Second, you should include some type of financial provision for the lifetime care and medical costs of your pets. Pet care and medical expenses can be funded in a variety of ways based on your circumstances, and with proper planning can be handled through one of the following investment vehicles: a 401(k), life insurance policy, separate bank account, IRA etc.
Further, your wishes should be backed up by a legally-binding document. Pet Trusts and/or contracts are preferable to wills when stating your wishes for your pets. The risk with entrusting your directives in a will involves the time that can elapse before a will is probated. (The probate process can often take months or years and during this period your pets could be in limbo with no home, no caregiver and no financial resources.)
There is a growing trend toward fee-based programs developed by animal welfare organizations that provide lifetime care for pets after your death while providing peace of mind for you.
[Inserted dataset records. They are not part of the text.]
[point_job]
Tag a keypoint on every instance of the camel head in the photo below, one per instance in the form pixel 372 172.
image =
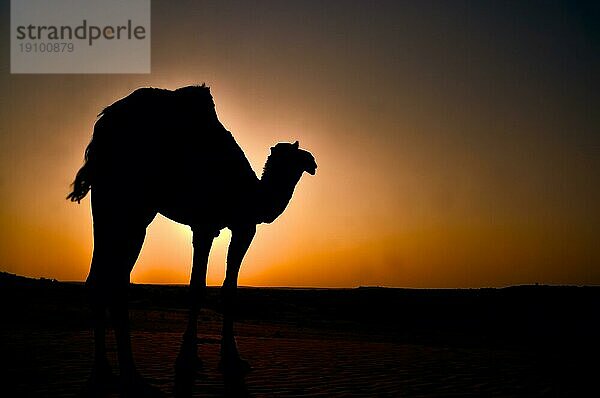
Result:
pixel 291 157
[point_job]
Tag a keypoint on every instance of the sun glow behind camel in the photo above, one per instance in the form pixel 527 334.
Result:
pixel 450 154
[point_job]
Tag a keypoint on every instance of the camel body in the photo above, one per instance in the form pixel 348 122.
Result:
pixel 161 151
pixel 167 152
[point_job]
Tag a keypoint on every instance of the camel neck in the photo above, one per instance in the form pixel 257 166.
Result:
pixel 276 191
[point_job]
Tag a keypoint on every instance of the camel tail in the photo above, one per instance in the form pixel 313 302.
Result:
pixel 84 178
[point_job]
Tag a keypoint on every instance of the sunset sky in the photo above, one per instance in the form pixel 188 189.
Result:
pixel 458 143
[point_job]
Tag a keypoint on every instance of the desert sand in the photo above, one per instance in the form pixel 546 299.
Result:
pixel 369 342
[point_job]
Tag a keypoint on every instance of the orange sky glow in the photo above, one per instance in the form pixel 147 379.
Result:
pixel 450 153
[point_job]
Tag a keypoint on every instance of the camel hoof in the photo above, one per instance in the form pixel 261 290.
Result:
pixel 138 387
pixel 234 366
pixel 188 361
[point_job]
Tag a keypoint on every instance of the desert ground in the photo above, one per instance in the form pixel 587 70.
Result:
pixel 523 341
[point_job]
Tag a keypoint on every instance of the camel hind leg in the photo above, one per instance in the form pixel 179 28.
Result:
pixel 118 239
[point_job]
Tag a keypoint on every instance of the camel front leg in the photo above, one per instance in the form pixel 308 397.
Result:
pixel 188 353
pixel 202 242
pixel 240 242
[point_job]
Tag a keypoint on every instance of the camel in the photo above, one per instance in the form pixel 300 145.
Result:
pixel 165 151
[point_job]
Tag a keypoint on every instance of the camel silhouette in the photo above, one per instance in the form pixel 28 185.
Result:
pixel 163 151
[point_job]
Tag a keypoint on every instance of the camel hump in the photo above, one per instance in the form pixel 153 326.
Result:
pixel 151 99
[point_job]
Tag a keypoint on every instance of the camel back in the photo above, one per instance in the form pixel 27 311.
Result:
pixel 163 140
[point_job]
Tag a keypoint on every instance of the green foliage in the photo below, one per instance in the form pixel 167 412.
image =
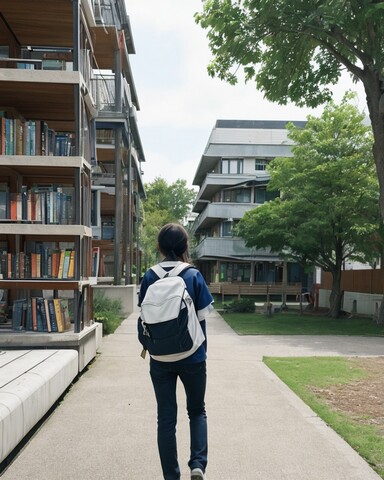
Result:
pixel 108 312
pixel 293 50
pixel 165 203
pixel 293 323
pixel 302 375
pixel 328 210
pixel 241 305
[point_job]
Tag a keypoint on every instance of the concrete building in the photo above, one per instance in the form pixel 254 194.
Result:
pixel 232 177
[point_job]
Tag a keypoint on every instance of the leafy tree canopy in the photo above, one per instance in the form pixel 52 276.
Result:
pixel 165 203
pixel 295 49
pixel 328 208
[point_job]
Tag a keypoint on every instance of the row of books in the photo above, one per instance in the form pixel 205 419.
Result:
pixel 38 204
pixel 33 137
pixel 47 263
pixel 41 314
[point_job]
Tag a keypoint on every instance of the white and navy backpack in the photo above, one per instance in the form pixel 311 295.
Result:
pixel 171 330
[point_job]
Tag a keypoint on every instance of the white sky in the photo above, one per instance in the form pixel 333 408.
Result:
pixel 179 102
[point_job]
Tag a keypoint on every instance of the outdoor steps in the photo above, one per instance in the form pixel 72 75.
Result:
pixel 31 381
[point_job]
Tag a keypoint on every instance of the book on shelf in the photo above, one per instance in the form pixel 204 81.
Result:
pixel 52 315
pixel 17 314
pixel 71 268
pixel 4 262
pixel 4 201
pixel 39 316
pixel 58 315
pixel 47 316
pixel 42 325
pixel 28 322
pixel 65 314
pixel 67 257
pixel 2 136
pixel 95 261
pixel 61 263
pixel 34 313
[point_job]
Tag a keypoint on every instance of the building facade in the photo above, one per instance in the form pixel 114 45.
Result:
pixel 232 177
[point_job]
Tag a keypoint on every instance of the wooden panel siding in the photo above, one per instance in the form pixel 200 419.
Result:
pixel 362 281
pixel 242 289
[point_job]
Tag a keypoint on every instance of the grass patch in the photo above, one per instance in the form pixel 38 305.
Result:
pixel 108 312
pixel 303 374
pixel 292 323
In fact, our organization recently launched one such program. Bideawee’s Loving Legacy ® program offers customized, high-quality life-care that fits the individual needs of your pet without the worry that your appointed guardian may not fulfill his/her responsibility. The program ensures that your pet spends the rest of its life in a warm, caring and compassionate home environment with a permanent foster family. This turn-key service includes supervised visits by trusted professionals to determine that social and emotional needs are met, a lifetime of annual physical exams, all age-appropriate vaccinations and health screenings as well as special medical care should the need arise.
As a pet parent, your love and commitment to your pet is everlasting and planning for your pets’ care should something unforeseen happen is the smartest thing you could do. But planning for them means doing your homework – making sure you have guardians in place and the financial resources that go with taking care of a pet. Contact your local animal welfare organizations and find out if they have programs like Bideawee’s Loving Legacy program. If they do, ask how are they cared for? Are they adopted out? Do they live their lives in a shelter? What about their medical needs? And what are the costs associated? These are all questions you will need to ask and the answers will lead you to choose the option that is best for you and most of all, best for your pets.
Mike Arms, President Helen Woodward Animal Center: Agreed! Not only can you put your pets in your estate plans, you should make a point of it. If you really love your pet, you will make sure it’s provided for in the event that you can no longer care for it.